THE FERNANDO PRINCIPLES R. v FERNANDO
Mr. Justice Wood,
Supreme Court of New South Wales.(1992) 76 Australian Criminal Reports 58, at pages 62 & 63.
"(A) The same sentencing principles are to be applied in every case irrespective of the identity of a particular offender or his membership of an ethnic or other group but that does not mean that the sentencing court should ignore those facts which exist only by reason of the offenders' membership of such a group.
(B) The relevance of the Aboriginality of an offender is not necessarily to mitigate punishment but rather to explain or throw light on the particular offence and the circumstances of the offender.
(C) It is proper for the court to recognise that the problems of alcohol abuse and violence which to a very significant degree go hand in hand within Aboriginal communities are very real ones and their cure requires more subtle remedies than the criminal law can provide by way of imprisonment.
(D) Notwithstanding the absence of any real body of evidence demonstrating that the imposition of significant terms of imprisonment provides any effective deterrent in either discouraging the abuse of alcohol by members of the Aboriginal society or their resort to violence when heavily affected by it, the courts must be very careful in the pursuit of their sentencing policies to not thereby deprive Aboriginals of the protection which it is assumed punishment provides. In short, a belief cannot be allowed to go about that serious violence by drunken persons within their society are treated by the law as occurrences of little moment.
(E) While drunkenness is not normally an excuse or mitigating factor, where the abuse of alcohol by the person standing for sentence reflects the socio-economic circumstances and environment in which the offender has grown up, that can and should be taken into account as a mitigating factor. This involves the realistic recognition by the court of the endemic presence of alcohol within Aboriginal communities, and the grave social difficulties faced by those communities where poor self-image, absence of education and work opportunity and other demoralising factors have placed heavy stress on them, reinforcing their resort to alcohol and compounding its worst effects.

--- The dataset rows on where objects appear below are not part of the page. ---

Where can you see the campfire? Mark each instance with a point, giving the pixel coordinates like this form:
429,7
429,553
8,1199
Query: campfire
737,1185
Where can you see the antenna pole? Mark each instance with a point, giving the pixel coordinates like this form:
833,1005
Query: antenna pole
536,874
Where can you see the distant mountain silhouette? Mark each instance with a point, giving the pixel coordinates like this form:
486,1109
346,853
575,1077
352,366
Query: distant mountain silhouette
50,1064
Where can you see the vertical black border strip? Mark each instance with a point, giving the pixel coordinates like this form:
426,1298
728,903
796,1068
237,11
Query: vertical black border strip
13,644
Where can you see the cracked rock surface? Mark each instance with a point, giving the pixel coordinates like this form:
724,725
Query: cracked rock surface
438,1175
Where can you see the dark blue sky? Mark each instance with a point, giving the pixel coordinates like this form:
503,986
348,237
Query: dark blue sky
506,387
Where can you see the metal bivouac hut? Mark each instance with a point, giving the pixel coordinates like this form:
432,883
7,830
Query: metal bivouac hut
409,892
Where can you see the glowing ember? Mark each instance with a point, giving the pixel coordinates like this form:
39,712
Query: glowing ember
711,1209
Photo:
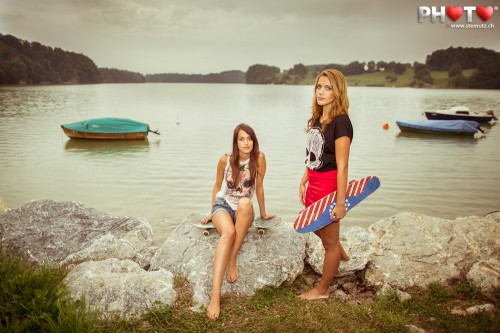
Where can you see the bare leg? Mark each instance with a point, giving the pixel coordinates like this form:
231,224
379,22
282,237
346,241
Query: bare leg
330,238
244,218
224,225
343,255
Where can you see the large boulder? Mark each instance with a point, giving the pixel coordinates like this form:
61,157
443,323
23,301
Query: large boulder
356,241
416,250
61,233
119,287
263,260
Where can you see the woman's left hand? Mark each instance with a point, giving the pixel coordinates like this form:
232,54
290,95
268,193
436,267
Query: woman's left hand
267,216
338,212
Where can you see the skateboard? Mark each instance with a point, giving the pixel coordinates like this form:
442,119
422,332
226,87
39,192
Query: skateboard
317,215
261,225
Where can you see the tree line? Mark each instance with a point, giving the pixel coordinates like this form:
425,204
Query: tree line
23,62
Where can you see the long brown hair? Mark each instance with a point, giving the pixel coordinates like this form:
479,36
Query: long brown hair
235,156
340,103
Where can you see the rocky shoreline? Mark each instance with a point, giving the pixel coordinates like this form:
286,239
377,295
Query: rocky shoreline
114,262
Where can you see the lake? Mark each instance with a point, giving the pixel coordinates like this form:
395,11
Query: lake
166,177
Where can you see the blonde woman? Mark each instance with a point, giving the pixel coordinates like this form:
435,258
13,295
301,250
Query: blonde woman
329,136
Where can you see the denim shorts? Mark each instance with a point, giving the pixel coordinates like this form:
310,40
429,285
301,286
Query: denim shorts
221,205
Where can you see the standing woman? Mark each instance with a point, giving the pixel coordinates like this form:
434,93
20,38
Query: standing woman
329,137
239,175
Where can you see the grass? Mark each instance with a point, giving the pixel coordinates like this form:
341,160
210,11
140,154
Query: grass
34,300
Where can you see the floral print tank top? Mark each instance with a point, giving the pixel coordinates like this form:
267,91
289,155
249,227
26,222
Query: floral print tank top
229,191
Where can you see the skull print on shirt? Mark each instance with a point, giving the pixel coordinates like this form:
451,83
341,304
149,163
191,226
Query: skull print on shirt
314,148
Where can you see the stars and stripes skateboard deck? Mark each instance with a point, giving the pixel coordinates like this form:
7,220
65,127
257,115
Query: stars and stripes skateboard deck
317,215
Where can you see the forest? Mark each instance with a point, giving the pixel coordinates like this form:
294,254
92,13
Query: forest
24,62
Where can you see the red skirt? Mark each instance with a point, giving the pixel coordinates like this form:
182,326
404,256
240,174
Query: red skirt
319,185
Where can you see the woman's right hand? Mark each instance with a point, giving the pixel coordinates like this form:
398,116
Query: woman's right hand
206,219
302,194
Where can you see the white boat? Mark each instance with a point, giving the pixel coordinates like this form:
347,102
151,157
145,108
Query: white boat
461,113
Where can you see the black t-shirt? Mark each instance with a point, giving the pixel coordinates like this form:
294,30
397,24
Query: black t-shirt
320,150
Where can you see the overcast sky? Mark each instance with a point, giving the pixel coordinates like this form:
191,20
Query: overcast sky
210,36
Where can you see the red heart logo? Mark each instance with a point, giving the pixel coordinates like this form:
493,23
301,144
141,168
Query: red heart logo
484,12
454,12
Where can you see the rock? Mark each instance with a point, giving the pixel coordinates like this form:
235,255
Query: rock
120,287
408,248
340,295
458,312
264,260
356,241
60,233
490,308
403,296
3,206
415,329
485,274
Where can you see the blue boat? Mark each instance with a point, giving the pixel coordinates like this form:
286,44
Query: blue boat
461,113
107,129
455,127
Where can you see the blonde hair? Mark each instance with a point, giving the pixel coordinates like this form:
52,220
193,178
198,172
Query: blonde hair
340,103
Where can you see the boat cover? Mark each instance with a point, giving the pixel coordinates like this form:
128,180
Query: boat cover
108,125
443,126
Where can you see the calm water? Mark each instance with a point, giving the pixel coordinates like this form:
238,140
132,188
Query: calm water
169,176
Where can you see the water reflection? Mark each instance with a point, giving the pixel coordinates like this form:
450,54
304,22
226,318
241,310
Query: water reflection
438,138
105,147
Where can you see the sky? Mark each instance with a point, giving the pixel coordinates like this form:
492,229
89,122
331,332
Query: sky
211,36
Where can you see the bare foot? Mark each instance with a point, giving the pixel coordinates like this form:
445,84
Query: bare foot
232,272
314,294
213,309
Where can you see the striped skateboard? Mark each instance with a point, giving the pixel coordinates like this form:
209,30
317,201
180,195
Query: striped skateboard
317,215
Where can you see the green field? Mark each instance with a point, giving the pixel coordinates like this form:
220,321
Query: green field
388,79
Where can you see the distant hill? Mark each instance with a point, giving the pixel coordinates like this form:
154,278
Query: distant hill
23,62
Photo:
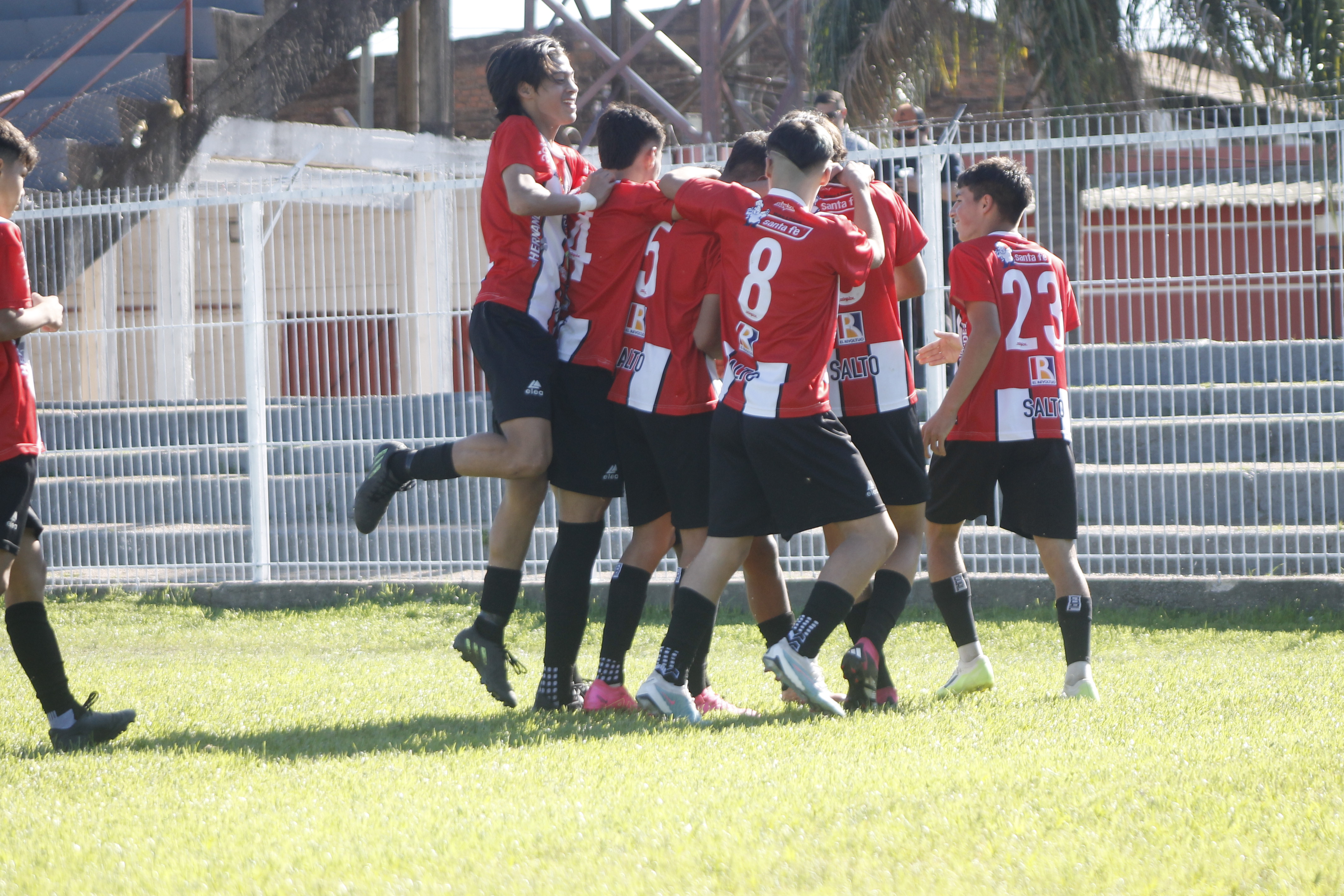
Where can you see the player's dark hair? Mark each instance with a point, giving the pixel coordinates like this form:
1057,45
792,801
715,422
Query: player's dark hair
803,140
518,62
1005,181
747,162
623,132
15,147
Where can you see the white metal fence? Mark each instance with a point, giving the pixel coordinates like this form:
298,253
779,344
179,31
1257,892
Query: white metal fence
234,352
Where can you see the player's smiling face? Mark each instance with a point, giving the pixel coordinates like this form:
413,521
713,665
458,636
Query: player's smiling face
554,103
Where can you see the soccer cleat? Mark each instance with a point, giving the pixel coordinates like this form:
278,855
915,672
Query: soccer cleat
710,702
91,729
859,667
602,696
803,675
378,488
1083,690
659,698
977,676
490,659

(F) That in sentencing persons of Aboriginal descent the court must avoid any hint of racism, paternalism or collective guilt yet must nevertheless assess realistically the objective seriousness of the crime within its local setting and by reference to the particular subjective circumstances of the offender.
(G) That in sentencing an Aborigine who has come from a deprived background or is otherwise disadvantaged by reason of social or economic factors, or who has little experience of European ways, a lenghty term of imprisonment may be particularly, even unduly, harsh when served in an environment which is foreign to him and which is dominated by inmates and prison officers of European background with little understanding of his culture and society or his own personality.

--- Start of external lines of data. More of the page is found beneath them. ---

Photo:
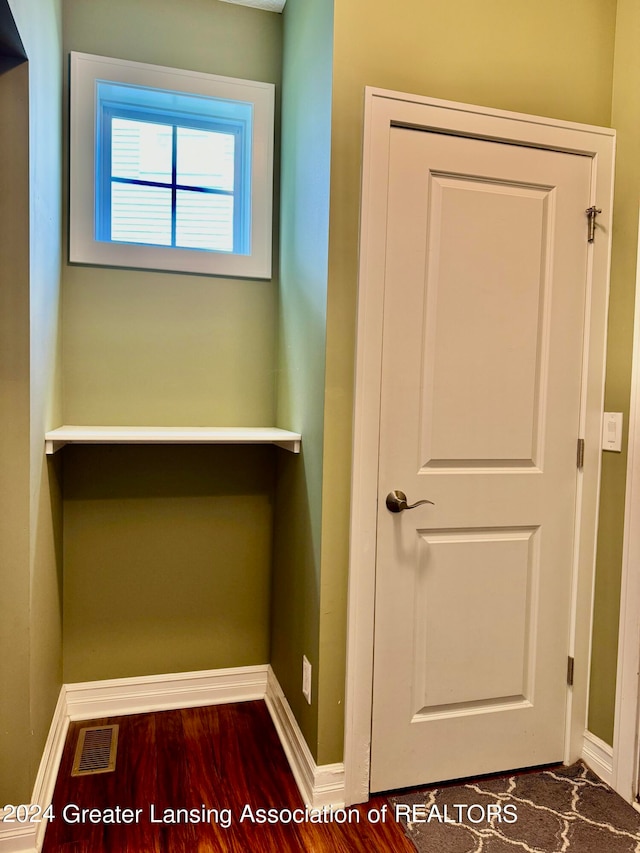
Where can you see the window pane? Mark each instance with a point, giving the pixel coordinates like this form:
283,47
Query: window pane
204,221
141,150
140,214
205,158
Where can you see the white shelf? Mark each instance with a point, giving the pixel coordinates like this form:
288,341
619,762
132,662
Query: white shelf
57,438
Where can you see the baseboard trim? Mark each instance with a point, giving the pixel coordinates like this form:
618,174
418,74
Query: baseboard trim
22,839
28,838
319,786
117,697
598,755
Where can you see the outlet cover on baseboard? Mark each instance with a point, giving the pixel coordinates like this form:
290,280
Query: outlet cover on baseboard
306,679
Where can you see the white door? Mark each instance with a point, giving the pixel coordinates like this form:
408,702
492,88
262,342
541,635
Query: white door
484,312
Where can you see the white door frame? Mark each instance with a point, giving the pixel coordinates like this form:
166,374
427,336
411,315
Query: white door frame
382,110
627,714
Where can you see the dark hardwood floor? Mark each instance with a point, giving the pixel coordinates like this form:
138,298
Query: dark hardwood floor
224,763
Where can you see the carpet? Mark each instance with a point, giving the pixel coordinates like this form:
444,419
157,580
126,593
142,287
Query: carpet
562,810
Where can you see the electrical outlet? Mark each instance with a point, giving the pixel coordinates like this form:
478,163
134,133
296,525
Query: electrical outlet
612,431
306,679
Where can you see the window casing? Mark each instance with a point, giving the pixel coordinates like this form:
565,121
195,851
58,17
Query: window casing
169,169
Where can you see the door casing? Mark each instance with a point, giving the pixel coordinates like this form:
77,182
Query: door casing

(H) That in every sentencing exercise, while it is important to ensure that the punishment fits the crime and not to lose sight of the objective seriousness of the offence in the midst of what might otherwise be subjective circumstances, full weight must be given to the competing public interest to rehabilitation of the offender and the avoidance of recidivism on his part.
Those then are the principles which I propose to bring to bear in this difficult case."